With a spring from where he was standing Mickey arose in air, alighted on the top rail of the division fence, then balancing, he raced down it toward the road. Peter watched him in astonishment, then went back to his plowing with many new things on his mind. Thus it happened that after supper, when the children were in bed, and he and his wife went to the front veranda for their usual evening visit, and talk over the day, she had very little to tell him.

As was her custom, she removed her ap.r.o.n, brushed her waving hair and wore a fresh dress. She rocked gently in her wicker chair, while her voice was moved to unusual solicitude as she spoke. Peter also had performed a rite he spoke of as "brushing up" for evening. He believed in the efficacy of soap and water, so his body, as well as his clothing, was clean. He sat on the top step leaning against the pillar where the moonlight emphasized his big frame, accented the strong lines of his face and crowned his thick hair, as Nancy Harding thought it should be, with glory.

"Peter," she said, "did you notice anything about that boy, this afternoon, different from other boys?"

"Yes," answered Peter slowly, "I did Nancy. He didn't strike me as being _one_ boy. He has the best of three or four concealed in his lean person."

"He's had a pretty tough time, I judge," said Nancy.

"Yet you never saw a boy who took your heart like he did, and neither did I," answered Peter.

Mickey holding his basket and clover flowers was waiting when the car drew up, and to Bruce's inquiry answered that a lady where he stopped for a drink had given him something for Lily. He left the car in the city, sought the nurse and luckily found her at leisure. She listened with the greatest interest to all he had to say.

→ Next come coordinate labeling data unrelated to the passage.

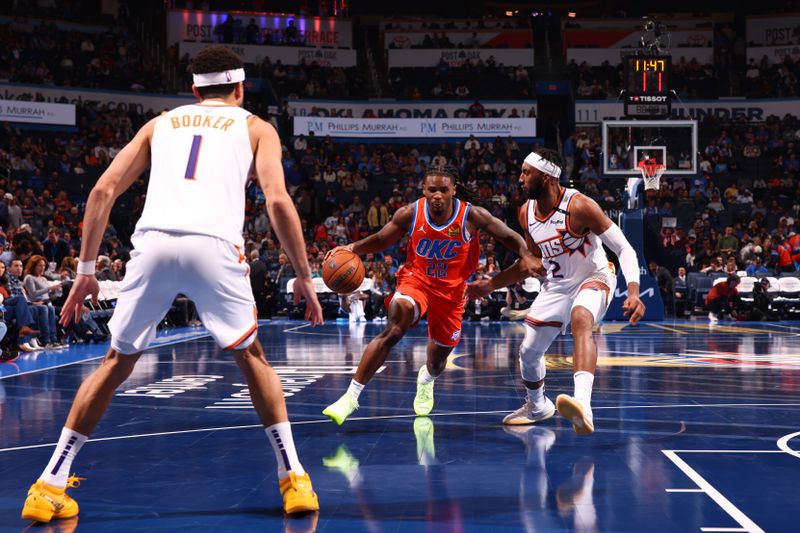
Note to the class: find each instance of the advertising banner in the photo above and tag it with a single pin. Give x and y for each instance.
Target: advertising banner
(288, 55)
(595, 111)
(401, 128)
(457, 58)
(37, 112)
(206, 26)
(138, 102)
(633, 23)
(774, 30)
(596, 56)
(408, 108)
(775, 54)
(461, 38)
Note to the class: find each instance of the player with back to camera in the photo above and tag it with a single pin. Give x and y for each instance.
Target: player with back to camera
(564, 228)
(188, 241)
(442, 254)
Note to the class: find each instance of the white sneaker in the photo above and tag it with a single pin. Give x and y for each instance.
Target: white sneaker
(35, 344)
(528, 415)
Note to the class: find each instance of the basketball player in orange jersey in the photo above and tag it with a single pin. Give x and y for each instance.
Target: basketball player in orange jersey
(564, 228)
(188, 241)
(442, 254)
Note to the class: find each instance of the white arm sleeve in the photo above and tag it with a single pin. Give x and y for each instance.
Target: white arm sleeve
(615, 239)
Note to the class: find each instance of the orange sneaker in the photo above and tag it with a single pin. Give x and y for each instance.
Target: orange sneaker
(298, 494)
(45, 502)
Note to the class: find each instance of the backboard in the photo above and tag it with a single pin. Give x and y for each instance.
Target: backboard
(628, 144)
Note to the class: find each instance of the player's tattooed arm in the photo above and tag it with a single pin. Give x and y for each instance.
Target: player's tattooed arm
(529, 263)
(386, 236)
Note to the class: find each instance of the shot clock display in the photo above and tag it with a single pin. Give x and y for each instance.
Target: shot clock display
(647, 75)
(647, 86)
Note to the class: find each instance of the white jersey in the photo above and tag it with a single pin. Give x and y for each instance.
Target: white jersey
(201, 160)
(569, 257)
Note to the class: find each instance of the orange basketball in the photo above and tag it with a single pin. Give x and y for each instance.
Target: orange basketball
(343, 272)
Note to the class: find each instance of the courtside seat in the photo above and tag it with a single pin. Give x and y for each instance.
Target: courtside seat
(746, 284)
(789, 287)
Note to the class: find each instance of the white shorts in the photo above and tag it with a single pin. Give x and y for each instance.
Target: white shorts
(211, 272)
(553, 306)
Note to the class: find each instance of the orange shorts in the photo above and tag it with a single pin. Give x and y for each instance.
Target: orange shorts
(444, 314)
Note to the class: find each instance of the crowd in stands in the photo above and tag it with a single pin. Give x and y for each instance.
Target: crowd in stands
(740, 213)
(471, 80)
(484, 23)
(40, 52)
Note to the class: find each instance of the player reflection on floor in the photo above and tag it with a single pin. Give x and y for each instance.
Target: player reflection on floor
(572, 497)
(443, 514)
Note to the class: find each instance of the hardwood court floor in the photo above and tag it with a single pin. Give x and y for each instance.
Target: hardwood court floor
(697, 428)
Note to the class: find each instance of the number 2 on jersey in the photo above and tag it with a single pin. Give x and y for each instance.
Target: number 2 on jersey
(191, 167)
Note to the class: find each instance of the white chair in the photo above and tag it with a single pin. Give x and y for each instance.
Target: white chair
(789, 286)
(774, 285)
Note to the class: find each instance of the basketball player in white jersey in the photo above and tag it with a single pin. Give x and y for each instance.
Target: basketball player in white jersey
(565, 228)
(188, 241)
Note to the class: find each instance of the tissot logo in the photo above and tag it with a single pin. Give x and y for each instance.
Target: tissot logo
(649, 99)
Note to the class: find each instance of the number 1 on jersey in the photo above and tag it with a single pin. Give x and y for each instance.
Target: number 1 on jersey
(191, 167)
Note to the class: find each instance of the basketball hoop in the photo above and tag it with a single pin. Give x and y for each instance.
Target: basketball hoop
(651, 173)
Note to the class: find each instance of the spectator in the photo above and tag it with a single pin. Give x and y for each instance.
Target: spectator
(104, 270)
(723, 298)
(55, 248)
(681, 288)
(666, 286)
(757, 268)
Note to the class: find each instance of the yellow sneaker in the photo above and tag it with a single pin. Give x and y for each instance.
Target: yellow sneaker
(423, 401)
(572, 410)
(45, 502)
(298, 494)
(339, 410)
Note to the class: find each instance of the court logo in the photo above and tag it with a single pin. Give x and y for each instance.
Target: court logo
(167, 388)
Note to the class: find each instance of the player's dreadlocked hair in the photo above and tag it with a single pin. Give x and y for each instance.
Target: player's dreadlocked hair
(449, 171)
(215, 58)
(552, 156)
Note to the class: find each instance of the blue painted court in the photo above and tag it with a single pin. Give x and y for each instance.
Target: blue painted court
(697, 430)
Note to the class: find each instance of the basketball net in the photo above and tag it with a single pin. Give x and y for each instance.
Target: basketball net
(652, 175)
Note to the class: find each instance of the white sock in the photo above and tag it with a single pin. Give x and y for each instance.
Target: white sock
(280, 436)
(57, 470)
(425, 376)
(355, 389)
(583, 387)
(536, 396)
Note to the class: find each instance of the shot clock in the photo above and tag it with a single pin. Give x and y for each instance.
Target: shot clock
(647, 86)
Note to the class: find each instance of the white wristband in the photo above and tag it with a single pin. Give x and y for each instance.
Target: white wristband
(86, 268)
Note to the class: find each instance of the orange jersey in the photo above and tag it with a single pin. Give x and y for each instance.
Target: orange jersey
(442, 257)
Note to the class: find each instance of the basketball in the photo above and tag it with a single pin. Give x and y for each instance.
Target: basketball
(343, 272)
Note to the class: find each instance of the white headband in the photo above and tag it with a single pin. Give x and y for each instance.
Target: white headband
(538, 162)
(218, 78)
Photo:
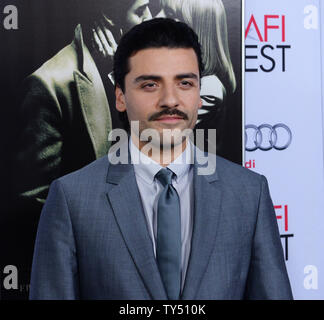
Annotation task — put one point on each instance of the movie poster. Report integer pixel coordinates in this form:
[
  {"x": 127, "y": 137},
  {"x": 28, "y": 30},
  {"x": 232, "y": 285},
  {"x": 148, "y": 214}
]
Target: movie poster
[{"x": 57, "y": 98}]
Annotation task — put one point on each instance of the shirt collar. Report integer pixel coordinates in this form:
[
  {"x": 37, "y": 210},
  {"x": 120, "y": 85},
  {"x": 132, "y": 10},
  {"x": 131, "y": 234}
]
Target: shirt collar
[{"x": 147, "y": 168}]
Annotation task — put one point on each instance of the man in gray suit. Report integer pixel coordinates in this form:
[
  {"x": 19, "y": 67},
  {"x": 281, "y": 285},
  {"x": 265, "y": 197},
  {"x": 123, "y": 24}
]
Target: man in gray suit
[{"x": 154, "y": 226}]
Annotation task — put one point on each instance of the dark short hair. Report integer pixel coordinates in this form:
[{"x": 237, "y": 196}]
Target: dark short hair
[{"x": 155, "y": 33}]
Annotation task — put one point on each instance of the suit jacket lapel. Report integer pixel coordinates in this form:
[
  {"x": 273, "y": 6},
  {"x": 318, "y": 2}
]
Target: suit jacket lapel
[
  {"x": 208, "y": 195},
  {"x": 92, "y": 96},
  {"x": 124, "y": 198}
]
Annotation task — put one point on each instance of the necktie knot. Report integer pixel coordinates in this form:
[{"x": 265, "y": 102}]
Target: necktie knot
[{"x": 165, "y": 176}]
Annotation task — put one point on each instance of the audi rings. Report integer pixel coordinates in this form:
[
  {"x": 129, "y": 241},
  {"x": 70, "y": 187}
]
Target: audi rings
[{"x": 272, "y": 137}]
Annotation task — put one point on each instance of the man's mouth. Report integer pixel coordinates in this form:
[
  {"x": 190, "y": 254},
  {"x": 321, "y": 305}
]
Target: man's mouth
[{"x": 169, "y": 118}]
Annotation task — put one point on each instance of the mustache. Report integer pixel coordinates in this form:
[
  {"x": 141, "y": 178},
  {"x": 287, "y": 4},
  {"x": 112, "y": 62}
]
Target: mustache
[{"x": 168, "y": 112}]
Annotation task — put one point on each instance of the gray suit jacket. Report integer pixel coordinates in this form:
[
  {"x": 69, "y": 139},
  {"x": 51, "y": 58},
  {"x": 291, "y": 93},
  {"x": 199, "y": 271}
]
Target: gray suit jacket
[
  {"x": 64, "y": 121},
  {"x": 93, "y": 241}
]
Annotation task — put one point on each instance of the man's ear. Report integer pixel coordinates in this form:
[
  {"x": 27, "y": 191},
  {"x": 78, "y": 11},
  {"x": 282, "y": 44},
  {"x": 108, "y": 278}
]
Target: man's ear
[
  {"x": 200, "y": 103},
  {"x": 120, "y": 99}
]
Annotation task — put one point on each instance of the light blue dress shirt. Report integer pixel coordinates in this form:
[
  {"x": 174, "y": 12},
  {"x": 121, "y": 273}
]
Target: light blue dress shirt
[{"x": 150, "y": 189}]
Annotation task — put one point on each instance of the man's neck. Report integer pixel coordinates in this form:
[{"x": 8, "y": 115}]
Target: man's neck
[{"x": 162, "y": 155}]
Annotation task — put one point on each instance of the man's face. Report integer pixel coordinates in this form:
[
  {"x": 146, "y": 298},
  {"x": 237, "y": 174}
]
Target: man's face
[
  {"x": 138, "y": 13},
  {"x": 161, "y": 90}
]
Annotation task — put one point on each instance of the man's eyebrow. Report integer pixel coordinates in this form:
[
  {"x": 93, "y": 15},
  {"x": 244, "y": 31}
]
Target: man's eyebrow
[
  {"x": 189, "y": 75},
  {"x": 144, "y": 77},
  {"x": 147, "y": 77}
]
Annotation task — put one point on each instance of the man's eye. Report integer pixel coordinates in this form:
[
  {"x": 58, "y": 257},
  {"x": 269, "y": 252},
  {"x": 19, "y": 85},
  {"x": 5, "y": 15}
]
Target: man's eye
[
  {"x": 140, "y": 11},
  {"x": 186, "y": 84},
  {"x": 170, "y": 13},
  {"x": 150, "y": 85}
]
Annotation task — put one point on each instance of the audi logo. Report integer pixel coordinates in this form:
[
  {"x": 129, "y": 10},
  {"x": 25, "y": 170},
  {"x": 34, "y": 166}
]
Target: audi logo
[{"x": 266, "y": 137}]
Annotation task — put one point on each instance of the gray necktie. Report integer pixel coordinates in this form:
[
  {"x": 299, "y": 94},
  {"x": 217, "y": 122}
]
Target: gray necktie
[{"x": 168, "y": 247}]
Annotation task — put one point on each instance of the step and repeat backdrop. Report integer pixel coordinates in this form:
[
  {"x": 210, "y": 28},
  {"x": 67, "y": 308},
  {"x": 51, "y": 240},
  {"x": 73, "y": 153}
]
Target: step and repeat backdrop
[{"x": 284, "y": 59}]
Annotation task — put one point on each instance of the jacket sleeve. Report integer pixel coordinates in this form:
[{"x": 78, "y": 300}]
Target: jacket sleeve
[
  {"x": 38, "y": 151},
  {"x": 55, "y": 271},
  {"x": 268, "y": 278}
]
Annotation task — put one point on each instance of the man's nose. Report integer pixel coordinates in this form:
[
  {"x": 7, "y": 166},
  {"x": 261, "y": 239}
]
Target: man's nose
[
  {"x": 169, "y": 97},
  {"x": 147, "y": 14},
  {"x": 161, "y": 14}
]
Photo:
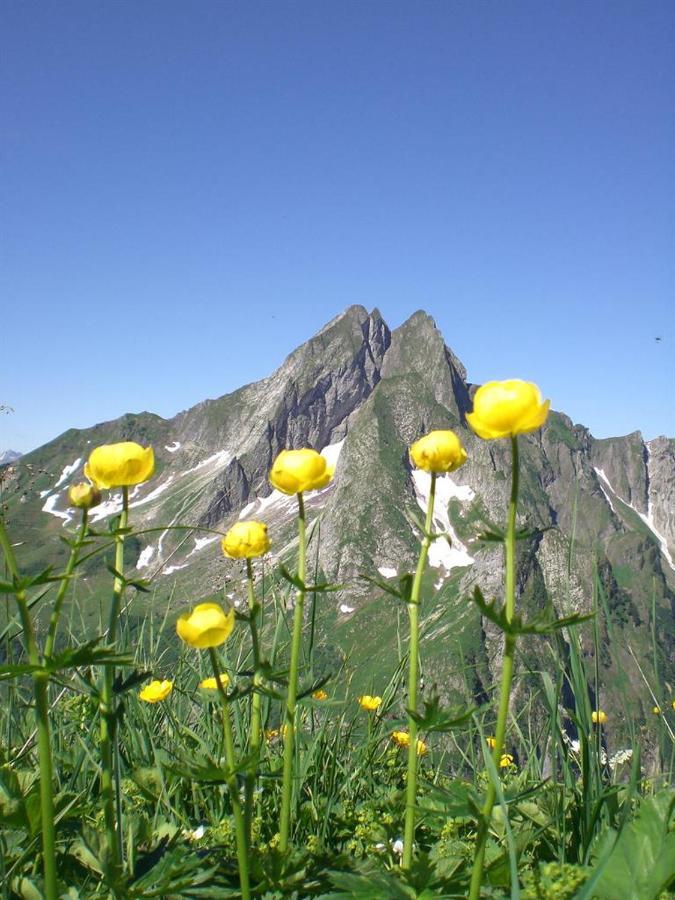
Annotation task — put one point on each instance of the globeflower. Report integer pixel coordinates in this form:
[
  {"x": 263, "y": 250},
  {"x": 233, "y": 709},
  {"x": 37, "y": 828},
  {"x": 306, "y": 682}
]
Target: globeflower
[
  {"x": 295, "y": 471},
  {"x": 120, "y": 465},
  {"x": 369, "y": 703},
  {"x": 438, "y": 451},
  {"x": 210, "y": 684},
  {"x": 84, "y": 495},
  {"x": 246, "y": 540},
  {"x": 206, "y": 626},
  {"x": 507, "y": 408},
  {"x": 156, "y": 691}
]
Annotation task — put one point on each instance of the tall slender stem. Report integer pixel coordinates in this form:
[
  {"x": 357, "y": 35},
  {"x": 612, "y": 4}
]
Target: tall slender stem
[
  {"x": 413, "y": 679},
  {"x": 41, "y": 692},
  {"x": 109, "y": 783},
  {"x": 507, "y": 674},
  {"x": 256, "y": 702},
  {"x": 230, "y": 759},
  {"x": 63, "y": 587},
  {"x": 289, "y": 728}
]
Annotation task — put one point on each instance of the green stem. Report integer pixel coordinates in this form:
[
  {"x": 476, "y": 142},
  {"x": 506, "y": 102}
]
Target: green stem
[
  {"x": 109, "y": 783},
  {"x": 507, "y": 674},
  {"x": 256, "y": 703},
  {"x": 413, "y": 680},
  {"x": 289, "y": 730},
  {"x": 41, "y": 692},
  {"x": 239, "y": 824},
  {"x": 63, "y": 587}
]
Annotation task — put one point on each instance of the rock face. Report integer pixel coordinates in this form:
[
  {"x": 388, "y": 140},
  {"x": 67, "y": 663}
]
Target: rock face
[{"x": 601, "y": 512}]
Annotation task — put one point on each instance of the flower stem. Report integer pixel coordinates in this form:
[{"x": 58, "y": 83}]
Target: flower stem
[
  {"x": 239, "y": 824},
  {"x": 507, "y": 673},
  {"x": 413, "y": 679},
  {"x": 109, "y": 783},
  {"x": 63, "y": 587},
  {"x": 256, "y": 702},
  {"x": 41, "y": 692},
  {"x": 289, "y": 730}
]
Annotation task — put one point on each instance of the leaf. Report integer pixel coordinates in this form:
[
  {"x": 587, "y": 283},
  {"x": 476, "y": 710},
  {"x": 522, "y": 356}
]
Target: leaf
[{"x": 641, "y": 865}]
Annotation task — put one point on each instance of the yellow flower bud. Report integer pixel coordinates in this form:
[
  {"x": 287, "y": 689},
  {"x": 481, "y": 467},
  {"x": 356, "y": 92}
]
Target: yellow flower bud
[
  {"x": 156, "y": 691},
  {"x": 369, "y": 703},
  {"x": 438, "y": 451},
  {"x": 295, "y": 471},
  {"x": 119, "y": 465},
  {"x": 246, "y": 540},
  {"x": 210, "y": 684},
  {"x": 206, "y": 626},
  {"x": 84, "y": 495},
  {"x": 506, "y": 408}
]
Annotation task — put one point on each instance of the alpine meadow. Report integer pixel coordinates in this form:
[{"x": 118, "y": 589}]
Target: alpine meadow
[{"x": 361, "y": 629}]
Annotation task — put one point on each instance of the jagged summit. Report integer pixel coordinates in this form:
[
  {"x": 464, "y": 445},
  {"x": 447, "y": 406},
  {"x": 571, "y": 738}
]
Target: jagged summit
[{"x": 361, "y": 394}]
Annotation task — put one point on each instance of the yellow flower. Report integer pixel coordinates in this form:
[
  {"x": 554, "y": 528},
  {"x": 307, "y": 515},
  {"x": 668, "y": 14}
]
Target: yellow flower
[
  {"x": 506, "y": 408},
  {"x": 295, "y": 471},
  {"x": 206, "y": 626},
  {"x": 438, "y": 451},
  {"x": 402, "y": 738},
  {"x": 118, "y": 465},
  {"x": 210, "y": 684},
  {"x": 369, "y": 703},
  {"x": 156, "y": 691},
  {"x": 246, "y": 540},
  {"x": 84, "y": 495}
]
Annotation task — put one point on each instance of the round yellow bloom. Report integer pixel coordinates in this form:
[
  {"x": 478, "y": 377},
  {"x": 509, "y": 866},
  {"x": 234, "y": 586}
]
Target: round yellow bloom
[
  {"x": 156, "y": 691},
  {"x": 210, "y": 684},
  {"x": 246, "y": 540},
  {"x": 506, "y": 408},
  {"x": 295, "y": 471},
  {"x": 369, "y": 703},
  {"x": 402, "y": 738},
  {"x": 206, "y": 626},
  {"x": 84, "y": 495},
  {"x": 119, "y": 465},
  {"x": 438, "y": 451}
]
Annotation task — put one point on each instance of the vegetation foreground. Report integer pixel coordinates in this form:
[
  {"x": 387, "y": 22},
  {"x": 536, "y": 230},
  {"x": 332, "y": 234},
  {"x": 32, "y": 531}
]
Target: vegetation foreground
[{"x": 135, "y": 765}]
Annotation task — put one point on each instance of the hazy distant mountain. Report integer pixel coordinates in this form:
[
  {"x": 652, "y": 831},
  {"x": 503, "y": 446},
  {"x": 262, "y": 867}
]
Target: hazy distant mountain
[
  {"x": 7, "y": 456},
  {"x": 362, "y": 394}
]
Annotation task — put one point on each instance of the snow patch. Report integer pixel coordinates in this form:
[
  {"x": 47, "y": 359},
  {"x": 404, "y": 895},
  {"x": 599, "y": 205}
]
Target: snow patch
[
  {"x": 647, "y": 519},
  {"x": 145, "y": 557},
  {"x": 68, "y": 471},
  {"x": 442, "y": 555}
]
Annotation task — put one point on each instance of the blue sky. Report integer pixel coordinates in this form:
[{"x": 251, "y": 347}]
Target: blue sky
[{"x": 192, "y": 190}]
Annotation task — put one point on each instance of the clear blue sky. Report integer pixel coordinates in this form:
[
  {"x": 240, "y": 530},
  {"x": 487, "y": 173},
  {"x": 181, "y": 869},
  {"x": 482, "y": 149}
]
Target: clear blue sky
[{"x": 190, "y": 190}]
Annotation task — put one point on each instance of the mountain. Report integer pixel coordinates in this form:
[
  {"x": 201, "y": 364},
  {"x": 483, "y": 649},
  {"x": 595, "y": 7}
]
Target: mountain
[
  {"x": 600, "y": 512},
  {"x": 8, "y": 456}
]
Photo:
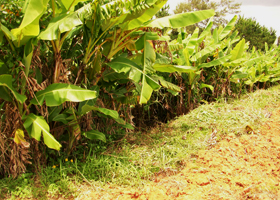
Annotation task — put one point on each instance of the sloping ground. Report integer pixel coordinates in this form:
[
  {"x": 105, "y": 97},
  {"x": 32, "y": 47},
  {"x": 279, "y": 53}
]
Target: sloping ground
[{"x": 245, "y": 167}]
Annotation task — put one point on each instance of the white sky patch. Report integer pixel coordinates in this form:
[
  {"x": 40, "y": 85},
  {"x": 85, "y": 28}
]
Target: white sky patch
[{"x": 265, "y": 15}]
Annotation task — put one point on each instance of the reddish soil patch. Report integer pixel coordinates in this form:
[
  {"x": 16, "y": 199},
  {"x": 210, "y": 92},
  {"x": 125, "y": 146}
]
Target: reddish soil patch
[{"x": 246, "y": 167}]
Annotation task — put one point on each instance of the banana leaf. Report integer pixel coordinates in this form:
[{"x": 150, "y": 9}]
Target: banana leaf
[
  {"x": 180, "y": 20},
  {"x": 7, "y": 91},
  {"x": 36, "y": 126},
  {"x": 58, "y": 93}
]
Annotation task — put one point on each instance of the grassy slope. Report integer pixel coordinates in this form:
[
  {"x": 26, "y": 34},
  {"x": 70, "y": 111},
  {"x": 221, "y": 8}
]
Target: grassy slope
[{"x": 135, "y": 159}]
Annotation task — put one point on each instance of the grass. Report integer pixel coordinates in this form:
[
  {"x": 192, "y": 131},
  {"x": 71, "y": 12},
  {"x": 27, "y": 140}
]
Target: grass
[{"x": 138, "y": 157}]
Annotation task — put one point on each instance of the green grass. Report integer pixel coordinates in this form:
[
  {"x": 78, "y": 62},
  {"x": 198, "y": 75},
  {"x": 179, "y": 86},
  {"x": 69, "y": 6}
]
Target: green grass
[{"x": 136, "y": 158}]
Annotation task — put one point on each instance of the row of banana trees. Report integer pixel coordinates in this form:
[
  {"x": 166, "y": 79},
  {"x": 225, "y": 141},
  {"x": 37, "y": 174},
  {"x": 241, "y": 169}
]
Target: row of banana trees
[
  {"x": 80, "y": 60},
  {"x": 221, "y": 63},
  {"x": 76, "y": 63}
]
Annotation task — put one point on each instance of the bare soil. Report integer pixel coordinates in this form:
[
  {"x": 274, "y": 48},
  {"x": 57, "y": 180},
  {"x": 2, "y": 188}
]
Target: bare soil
[{"x": 237, "y": 167}]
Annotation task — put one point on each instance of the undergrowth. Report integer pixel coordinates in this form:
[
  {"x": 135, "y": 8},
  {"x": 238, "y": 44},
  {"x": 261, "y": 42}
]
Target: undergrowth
[{"x": 140, "y": 157}]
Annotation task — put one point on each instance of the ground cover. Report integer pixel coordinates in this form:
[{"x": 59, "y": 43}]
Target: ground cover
[{"x": 228, "y": 149}]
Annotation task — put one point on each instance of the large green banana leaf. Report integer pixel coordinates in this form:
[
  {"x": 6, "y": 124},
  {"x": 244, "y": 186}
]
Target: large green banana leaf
[
  {"x": 208, "y": 50},
  {"x": 7, "y": 91},
  {"x": 181, "y": 20},
  {"x": 219, "y": 61},
  {"x": 95, "y": 135},
  {"x": 238, "y": 50},
  {"x": 69, "y": 5},
  {"x": 5, "y": 31},
  {"x": 173, "y": 68},
  {"x": 35, "y": 126},
  {"x": 148, "y": 84},
  {"x": 57, "y": 93},
  {"x": 148, "y": 14},
  {"x": 60, "y": 24},
  {"x": 29, "y": 26},
  {"x": 168, "y": 85},
  {"x": 112, "y": 113},
  {"x": 136, "y": 74}
]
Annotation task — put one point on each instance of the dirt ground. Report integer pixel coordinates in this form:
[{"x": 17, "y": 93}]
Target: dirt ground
[{"x": 245, "y": 167}]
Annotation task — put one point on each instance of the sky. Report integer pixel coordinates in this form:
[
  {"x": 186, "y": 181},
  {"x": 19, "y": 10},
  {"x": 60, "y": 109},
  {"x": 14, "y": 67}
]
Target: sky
[{"x": 266, "y": 12}]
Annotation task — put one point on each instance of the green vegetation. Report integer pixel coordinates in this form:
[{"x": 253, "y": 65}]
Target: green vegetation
[
  {"x": 222, "y": 8},
  {"x": 137, "y": 157},
  {"x": 80, "y": 83},
  {"x": 256, "y": 34}
]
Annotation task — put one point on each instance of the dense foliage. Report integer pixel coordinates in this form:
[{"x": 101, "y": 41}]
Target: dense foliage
[
  {"x": 256, "y": 34},
  {"x": 83, "y": 72},
  {"x": 222, "y": 8}
]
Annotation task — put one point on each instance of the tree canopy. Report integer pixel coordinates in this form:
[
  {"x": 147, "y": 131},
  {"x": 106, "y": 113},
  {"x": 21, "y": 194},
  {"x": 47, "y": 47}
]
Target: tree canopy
[
  {"x": 256, "y": 34},
  {"x": 222, "y": 8}
]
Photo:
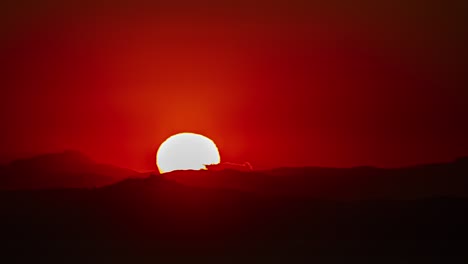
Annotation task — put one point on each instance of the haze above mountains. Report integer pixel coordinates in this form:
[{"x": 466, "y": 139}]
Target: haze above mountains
[
  {"x": 65, "y": 206},
  {"x": 72, "y": 169}
]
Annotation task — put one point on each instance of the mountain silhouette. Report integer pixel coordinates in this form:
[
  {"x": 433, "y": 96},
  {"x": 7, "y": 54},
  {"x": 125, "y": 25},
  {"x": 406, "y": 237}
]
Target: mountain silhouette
[
  {"x": 287, "y": 215},
  {"x": 442, "y": 179},
  {"x": 69, "y": 169}
]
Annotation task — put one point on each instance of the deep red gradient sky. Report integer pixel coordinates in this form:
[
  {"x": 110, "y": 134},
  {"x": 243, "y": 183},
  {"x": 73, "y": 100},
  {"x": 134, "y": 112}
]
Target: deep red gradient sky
[{"x": 292, "y": 83}]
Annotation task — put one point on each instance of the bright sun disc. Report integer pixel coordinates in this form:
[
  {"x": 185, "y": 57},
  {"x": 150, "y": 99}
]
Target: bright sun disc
[{"x": 186, "y": 151}]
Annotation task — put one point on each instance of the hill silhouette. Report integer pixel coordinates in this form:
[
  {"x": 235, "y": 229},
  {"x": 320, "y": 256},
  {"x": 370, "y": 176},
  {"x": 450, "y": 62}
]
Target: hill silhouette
[
  {"x": 443, "y": 179},
  {"x": 288, "y": 215},
  {"x": 69, "y": 169}
]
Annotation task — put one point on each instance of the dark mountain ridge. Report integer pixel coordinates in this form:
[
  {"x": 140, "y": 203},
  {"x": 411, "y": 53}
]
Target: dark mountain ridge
[{"x": 69, "y": 169}]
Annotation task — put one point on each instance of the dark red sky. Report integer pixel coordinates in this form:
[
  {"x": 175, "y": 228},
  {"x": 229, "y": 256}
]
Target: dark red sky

"It's a problem," she said, as he finished. "To take her to such a place for a week, and then bring her back where she is, would be harder for her than never going."

"I got that figured," said Mickey; "but I've about made up my mind, after seeing the place and thinking over the folks, that it wouldn't _happen_ that way. Once they see her, and find how little trouble she is, they're not people who would send her back 'til it's cool, if they'd want to then. And there's this, too: there are other folks who would take her now, and see about her back. Have I got the right to let it go a day, waiting to earn the money myself, when some one else, maybe the Moonshine Lady, or Mr. Bruce, would do it _now_, and not put her in an Orphings' Home, either?"

"No Mickey, you haven't!" said the nurse.

"Just the way I have it figured," said Mickey. "But she's mine, and I'm going to _keep_ her. If her back is fixed, I'm going to have it done. I don't want any one else meddling with my family. You haven't heard anything from the Carrel man yet?"

"No," she said.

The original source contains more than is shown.